With the decline in ratings slowing, second quarter ad revenue is likely to be flat as media companies start to report second quarter earnings, according to analyst Michael Nathanson of MoffettNathanson Research.
In a report Thursday, Nathanson upgraded his ad revenue forecast to a 0.5% decline to $9.2 billion. The slight decrease follows five straight quarter of much steeper declines.
On the broadcast side, Nathanson sees revenue down 2.6% to $3.2 billion, factoring gains at ABC from the high ratings Roseanne garnered before being canceled and revenue Fox generated for early World Cup action.

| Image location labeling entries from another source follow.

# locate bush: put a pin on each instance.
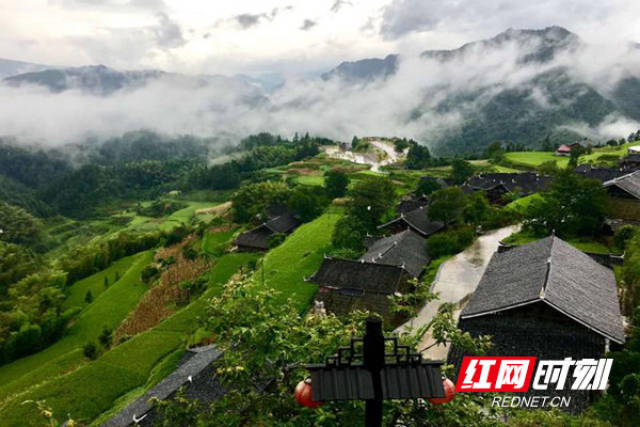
(450, 243)
(622, 236)
(106, 337)
(276, 239)
(90, 350)
(336, 183)
(148, 273)
(349, 233)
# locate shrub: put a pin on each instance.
(336, 183)
(622, 236)
(106, 337)
(276, 239)
(90, 350)
(148, 273)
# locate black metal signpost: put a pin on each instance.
(374, 375)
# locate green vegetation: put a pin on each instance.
(285, 267)
(108, 309)
(126, 367)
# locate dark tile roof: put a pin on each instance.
(629, 183)
(419, 221)
(283, 223)
(258, 237)
(407, 249)
(358, 276)
(601, 174)
(398, 382)
(197, 360)
(551, 271)
(410, 204)
(526, 182)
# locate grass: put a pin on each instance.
(108, 309)
(523, 202)
(125, 372)
(286, 266)
(317, 180)
(536, 158)
(95, 283)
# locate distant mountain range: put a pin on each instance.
(512, 113)
(548, 98)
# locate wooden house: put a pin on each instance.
(624, 196)
(387, 268)
(417, 220)
(194, 372)
(545, 299)
(257, 239)
(497, 185)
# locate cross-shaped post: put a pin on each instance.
(373, 375)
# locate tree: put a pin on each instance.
(336, 183)
(349, 233)
(494, 151)
(574, 206)
(461, 170)
(90, 351)
(251, 201)
(418, 157)
(371, 199)
(447, 205)
(306, 202)
(17, 225)
(427, 185)
(265, 341)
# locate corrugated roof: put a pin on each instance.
(283, 223)
(418, 220)
(629, 183)
(407, 249)
(526, 182)
(200, 358)
(358, 275)
(552, 271)
(405, 381)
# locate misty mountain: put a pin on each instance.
(552, 102)
(364, 69)
(10, 67)
(95, 79)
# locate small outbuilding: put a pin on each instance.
(195, 373)
(496, 185)
(624, 196)
(257, 239)
(417, 220)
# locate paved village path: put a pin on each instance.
(457, 279)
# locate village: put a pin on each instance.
(517, 253)
(545, 297)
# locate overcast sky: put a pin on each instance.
(260, 36)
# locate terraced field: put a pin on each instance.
(285, 267)
(119, 375)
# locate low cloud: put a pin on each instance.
(406, 104)
(308, 24)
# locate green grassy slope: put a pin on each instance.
(108, 309)
(286, 266)
(95, 283)
(95, 387)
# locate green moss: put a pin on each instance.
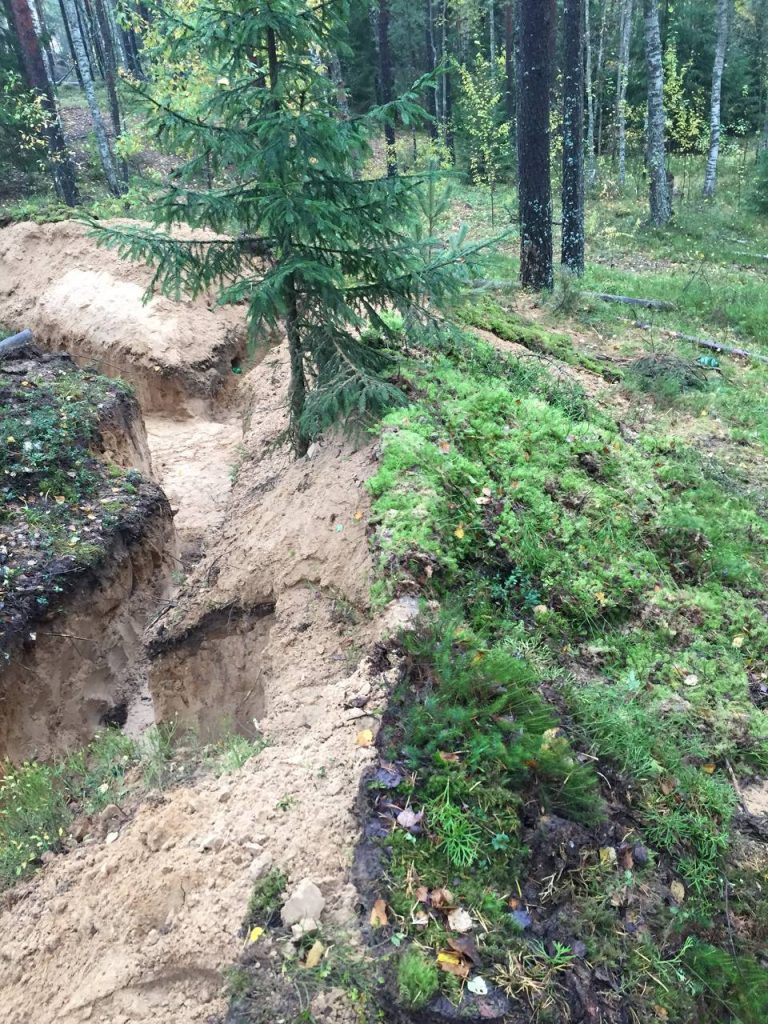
(417, 979)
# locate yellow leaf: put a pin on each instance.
(314, 955)
(379, 914)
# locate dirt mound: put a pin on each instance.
(86, 300)
(140, 928)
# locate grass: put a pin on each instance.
(617, 584)
(39, 801)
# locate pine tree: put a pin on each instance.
(303, 238)
(537, 25)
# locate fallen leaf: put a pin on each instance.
(465, 945)
(678, 891)
(477, 985)
(379, 914)
(607, 856)
(441, 899)
(453, 964)
(314, 955)
(460, 921)
(449, 758)
(409, 818)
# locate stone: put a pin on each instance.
(305, 901)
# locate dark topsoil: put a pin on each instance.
(62, 508)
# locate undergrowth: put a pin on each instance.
(621, 584)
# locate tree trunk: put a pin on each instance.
(62, 170)
(431, 55)
(111, 64)
(537, 22)
(599, 76)
(387, 85)
(625, 38)
(660, 207)
(108, 162)
(337, 77)
(717, 86)
(572, 136)
(509, 64)
(589, 85)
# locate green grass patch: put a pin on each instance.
(626, 580)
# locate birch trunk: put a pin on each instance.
(102, 143)
(572, 136)
(535, 188)
(660, 207)
(625, 38)
(591, 161)
(61, 167)
(717, 87)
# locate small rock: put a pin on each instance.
(213, 842)
(305, 901)
(640, 855)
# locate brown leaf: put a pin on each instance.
(465, 945)
(441, 899)
(453, 963)
(379, 914)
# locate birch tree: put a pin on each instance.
(102, 143)
(537, 23)
(62, 169)
(660, 206)
(625, 38)
(717, 86)
(572, 136)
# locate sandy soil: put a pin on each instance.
(139, 920)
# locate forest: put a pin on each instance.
(501, 273)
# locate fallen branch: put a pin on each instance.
(629, 300)
(715, 346)
(15, 341)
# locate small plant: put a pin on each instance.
(263, 906)
(417, 978)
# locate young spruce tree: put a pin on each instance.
(304, 238)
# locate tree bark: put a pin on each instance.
(717, 86)
(117, 187)
(62, 169)
(387, 85)
(537, 22)
(660, 207)
(589, 85)
(509, 62)
(625, 38)
(572, 136)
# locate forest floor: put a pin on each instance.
(565, 810)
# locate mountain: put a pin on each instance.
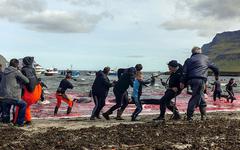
(224, 51)
(3, 61)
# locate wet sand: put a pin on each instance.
(220, 131)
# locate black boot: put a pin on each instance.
(69, 110)
(159, 118)
(106, 115)
(134, 118)
(203, 113)
(119, 114)
(176, 115)
(55, 110)
(92, 117)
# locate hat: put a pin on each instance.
(173, 63)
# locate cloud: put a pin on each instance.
(63, 22)
(136, 56)
(35, 15)
(206, 17)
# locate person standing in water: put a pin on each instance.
(61, 93)
(229, 89)
(217, 91)
(99, 91)
(195, 72)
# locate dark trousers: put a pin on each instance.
(216, 94)
(165, 102)
(6, 105)
(197, 99)
(230, 95)
(121, 101)
(99, 104)
(138, 104)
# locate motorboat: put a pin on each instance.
(38, 69)
(51, 72)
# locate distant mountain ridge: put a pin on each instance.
(3, 61)
(224, 50)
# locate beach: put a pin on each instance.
(220, 131)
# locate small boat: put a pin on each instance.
(91, 73)
(38, 69)
(51, 72)
(112, 73)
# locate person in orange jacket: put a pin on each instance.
(61, 95)
(32, 91)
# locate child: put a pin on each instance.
(229, 89)
(42, 85)
(217, 89)
(137, 92)
(61, 95)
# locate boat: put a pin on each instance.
(91, 73)
(51, 72)
(112, 73)
(38, 69)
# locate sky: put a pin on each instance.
(91, 34)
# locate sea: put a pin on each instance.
(83, 83)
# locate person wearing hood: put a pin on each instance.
(172, 90)
(61, 93)
(100, 90)
(126, 79)
(10, 92)
(195, 72)
(30, 73)
(32, 91)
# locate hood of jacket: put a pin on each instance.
(28, 61)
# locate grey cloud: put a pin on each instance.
(34, 15)
(63, 22)
(84, 2)
(219, 9)
(15, 9)
(135, 56)
(206, 17)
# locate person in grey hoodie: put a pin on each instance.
(30, 73)
(10, 92)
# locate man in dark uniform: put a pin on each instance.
(126, 79)
(61, 95)
(173, 89)
(100, 90)
(195, 71)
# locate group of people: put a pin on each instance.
(193, 73)
(22, 88)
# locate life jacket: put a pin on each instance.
(32, 97)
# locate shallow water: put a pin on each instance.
(83, 84)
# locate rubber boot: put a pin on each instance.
(176, 115)
(134, 118)
(159, 118)
(106, 115)
(55, 110)
(119, 115)
(203, 113)
(69, 110)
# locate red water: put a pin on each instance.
(84, 109)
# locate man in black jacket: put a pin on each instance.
(172, 91)
(61, 93)
(120, 92)
(195, 71)
(100, 90)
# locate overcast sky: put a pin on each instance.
(91, 34)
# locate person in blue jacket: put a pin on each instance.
(137, 92)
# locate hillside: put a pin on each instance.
(224, 50)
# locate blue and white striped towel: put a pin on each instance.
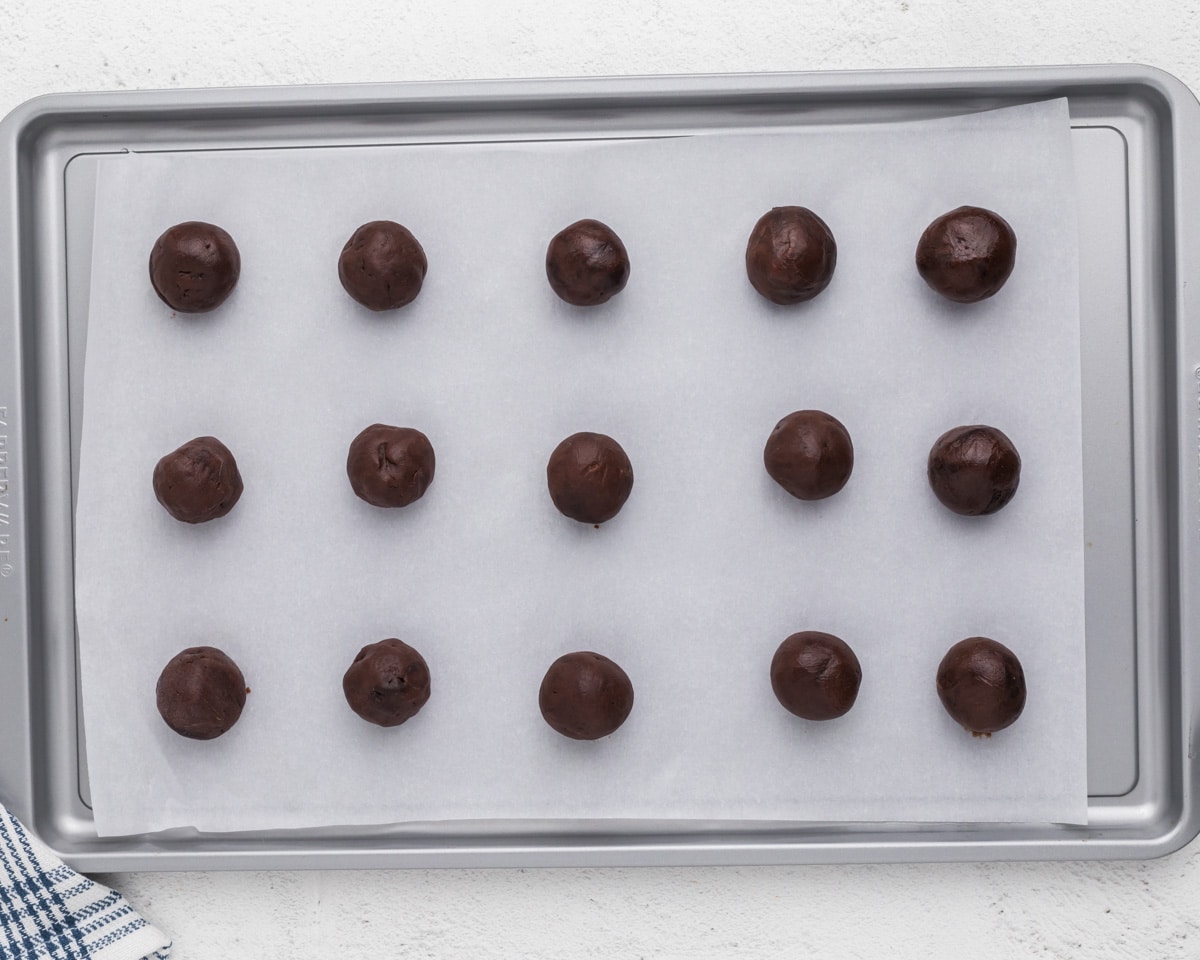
(51, 912)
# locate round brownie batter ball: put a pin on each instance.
(815, 676)
(589, 478)
(195, 267)
(975, 469)
(791, 255)
(809, 454)
(587, 264)
(966, 255)
(382, 265)
(390, 466)
(201, 693)
(199, 481)
(982, 685)
(586, 696)
(388, 683)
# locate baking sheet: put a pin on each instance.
(702, 574)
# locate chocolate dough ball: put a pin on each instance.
(589, 478)
(390, 466)
(982, 685)
(809, 454)
(586, 696)
(587, 264)
(388, 683)
(975, 469)
(382, 265)
(195, 267)
(201, 693)
(966, 255)
(791, 255)
(199, 481)
(815, 676)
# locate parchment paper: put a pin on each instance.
(699, 579)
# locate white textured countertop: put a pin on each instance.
(983, 911)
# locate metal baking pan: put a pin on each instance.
(1137, 136)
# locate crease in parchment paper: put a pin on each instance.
(703, 573)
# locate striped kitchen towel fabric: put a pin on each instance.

Cable networks show a 0.7% increase to $6 billion. Nathanson adjusted Disney upwards to flat because of additional NBA playoff games and lowered Viacom because of ratings issues. The big gains in the quarter are Fox, Discovery and Time Warner. Viacom is expected to be down 3% in ad revenue.
Nathanson sounded a note of concern in regard to domestic cable affiliate fees. He sees their growth slowing to 4.5% in the quarter, which could be the smallest increase in 4 years as the impact of big-bundle pay TV cord-cutting takes hold.
The quarter has been a good one for media investors, mainly because of the bidding war for 21st Century Fox and the closing of AT&T acquisition of Time Warner.
“The upshot of all this craziness is that media stocks enjoyed their best quarterly performance in a long, long time, with almost every company – except Viacom – significantly outperforming the S&P 500, driven by multiple expansions,” Nathanson said.